January 10, 2007

3 Min Read

Writing the next farm bill may have just gotten a little more difficult. A few months ago, Rep. Collin Peterson, D-Minn., announced he was introducing legislation to extend the 2002 farm law for one to two years, depending on progress in the World Trade Organization Doha negotiations.

The proposal by Peterson, who has since become chairman of the House Agriculture Committee, made sense, particularly to cotton and rice producers who have come to see the current law as the best thing next to dollar cotton or $5 rice.

But any chances of keeping the current law for another five years appear to be growing slim. First off, grain producers, unhappy because they have mostly been shut out of the 2002 farm bill's counter-cyclical program payments, have begun promoting a new farm bill concept.
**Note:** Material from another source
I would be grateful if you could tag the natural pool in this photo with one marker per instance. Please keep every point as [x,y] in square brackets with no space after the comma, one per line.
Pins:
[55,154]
The proposal, written by the National Corn Growers Association's Public Policy Action Team, maintains fixed, direct payments but also creates a new program called base revenue protection and replaces the counter-cyclical payment and non-recourse loan programs with a revenue counter-cyclical program and a recourse loan.

How anyone who could book corn for delivery next fall at $3.50 per bushel or higher could be unhappy is difficult to imagine, but the corn growers say the marketing loan and counter-cyclical payments don't help much when you don't have a crop, and they think a crop-insurance-like program would protect against such losses.

When Georgia's Saxby Chambliss was chairman of the Senate Committee on Agriculture, Nutrition and Forestry, cotton and rice producers might have shrugged off such ideas. But with Tom Harkin of Iowa, the nation's leading corn-based ethanol-producing state, chairing the committee, a revenue assurance bill may get a real hearing.

The situation became a little more complicated right before Christmas when the American Cotton Shippers Association announced it would seek “legislative and administrative alternatives” to the Commodity Credit Corp. loan program.

U.S. cotton merchants have never been enamored with the CCC loan. The ACSA fought against the 18-month loan for years before finally getting Congress to reduce the term to 10 months. Merchant pressure helped the marketing loan gain traction in the 1985 farm bill after low prices led to 12 million bales becoming stuck in the regular CCC loan.

Once Congress passed legislation allowing growers or merchants to redeem the cotton at world prices, sales increased dramatically. “We sold a season-and-a-half's worth of cotton in 1986,” said ACSA's Neal Gillen. “We sold it all once. It could come out of the CCC loan at the world price.”

Gillen says cotton shippers are looking for another marketing loan-like tool to help them move cotton out of the loan and back into the market. Cotton producers, on the other hand, will be reluctant to give up a tool that has helped boost prices in times of over-production.

With producers and merchants and cotton and corn facing off, what could have been a cakewalk will probably settle into a real debate.